I believe Mariner was a Yamaha/Mercury partnership created to compete with Johnson/Evinrude's multiple brand marketing. I believe Yamaha made the 25 HP motors. Have you checked to see what manufacture's parts your motor is compatible with? I had a late 80' Mariner 25 with bad stickers. I put the Yamaha sticker pack on it to freshen it up. This made sense because the block was stamped with the Yamaha logo and all of the parts were exactly the same as the same year Yamhaha motor.


----------



## marshman (Feb 9, 2007)

depends on the year model....

the 25/30, 40's, 60's were yama-hatsu cross breeds before tohatsu was mainstream...80's model year range..

the 20/25 mariner pictured above was all merc...


----------



## Flyline (Mar 3, 2008)

> I believe Mariner was a Yamaha/Mercury partnership created to compete with Johnson/Evinrude's multiple brand marketing. I believe Yamaha made the 25 HP motors. Have you checked to see what manufacture's parts your motor is compatible with? I had a late 80' Mariner 30 with yamaha 25 stickers. I put the Yamaha sticker pack on it to freshen it up. This made sense because the block was stamped with the Yamaha logo and all of the parts were exactly the same as the same year Yamhaha motor.

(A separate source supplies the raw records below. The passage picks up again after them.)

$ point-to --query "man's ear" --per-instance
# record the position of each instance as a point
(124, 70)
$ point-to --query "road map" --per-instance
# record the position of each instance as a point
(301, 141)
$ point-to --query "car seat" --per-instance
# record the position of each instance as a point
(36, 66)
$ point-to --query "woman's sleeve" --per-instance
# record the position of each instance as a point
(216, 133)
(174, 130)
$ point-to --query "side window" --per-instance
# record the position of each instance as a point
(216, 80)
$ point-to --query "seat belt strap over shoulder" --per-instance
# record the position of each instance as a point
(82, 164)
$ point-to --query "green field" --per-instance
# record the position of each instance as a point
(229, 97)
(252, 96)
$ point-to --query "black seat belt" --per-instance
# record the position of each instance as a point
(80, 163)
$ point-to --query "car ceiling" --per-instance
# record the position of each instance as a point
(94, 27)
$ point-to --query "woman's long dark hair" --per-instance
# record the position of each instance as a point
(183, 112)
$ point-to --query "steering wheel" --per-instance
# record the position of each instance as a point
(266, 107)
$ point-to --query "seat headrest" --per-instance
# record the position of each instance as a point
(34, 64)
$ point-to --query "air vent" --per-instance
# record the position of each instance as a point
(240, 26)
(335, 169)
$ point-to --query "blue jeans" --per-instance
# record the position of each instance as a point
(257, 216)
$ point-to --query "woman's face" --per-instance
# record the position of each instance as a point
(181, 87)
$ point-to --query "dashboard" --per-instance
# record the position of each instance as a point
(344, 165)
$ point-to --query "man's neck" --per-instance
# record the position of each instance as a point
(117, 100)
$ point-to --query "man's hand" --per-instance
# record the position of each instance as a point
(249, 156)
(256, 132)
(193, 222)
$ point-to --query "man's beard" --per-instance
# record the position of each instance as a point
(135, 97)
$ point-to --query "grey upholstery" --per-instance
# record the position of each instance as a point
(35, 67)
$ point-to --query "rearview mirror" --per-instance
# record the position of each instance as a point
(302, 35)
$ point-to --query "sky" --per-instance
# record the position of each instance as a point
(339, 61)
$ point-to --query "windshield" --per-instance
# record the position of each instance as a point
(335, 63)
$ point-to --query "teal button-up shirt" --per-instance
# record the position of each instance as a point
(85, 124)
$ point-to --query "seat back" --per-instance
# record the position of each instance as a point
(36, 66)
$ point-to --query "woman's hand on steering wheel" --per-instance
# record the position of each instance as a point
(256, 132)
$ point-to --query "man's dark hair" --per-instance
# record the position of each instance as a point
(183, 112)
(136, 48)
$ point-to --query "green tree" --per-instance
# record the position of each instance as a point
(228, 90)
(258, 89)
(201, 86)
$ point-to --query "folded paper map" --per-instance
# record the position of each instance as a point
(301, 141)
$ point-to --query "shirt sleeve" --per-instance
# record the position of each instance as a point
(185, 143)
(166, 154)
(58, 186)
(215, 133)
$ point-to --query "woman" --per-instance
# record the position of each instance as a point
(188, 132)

My 97' Mariner 25hp 2-stroke is stamped by mercury marine and has same block, controls, lowerunit, parts, and propellers made the same as 25hp mercury 2-strokes.

I think Yamaha stop doing it with Mariner after 1994 or 95' I believe then mercury takes over from there.

My 25 mariner runs like a new motor and just wanted to paint black to match my LT15 white/black theme.


----------



## tom_in_orl (Dec 9, 2006)

Good info. I learned something. [smiley=1-thumbsup2.gif]


----------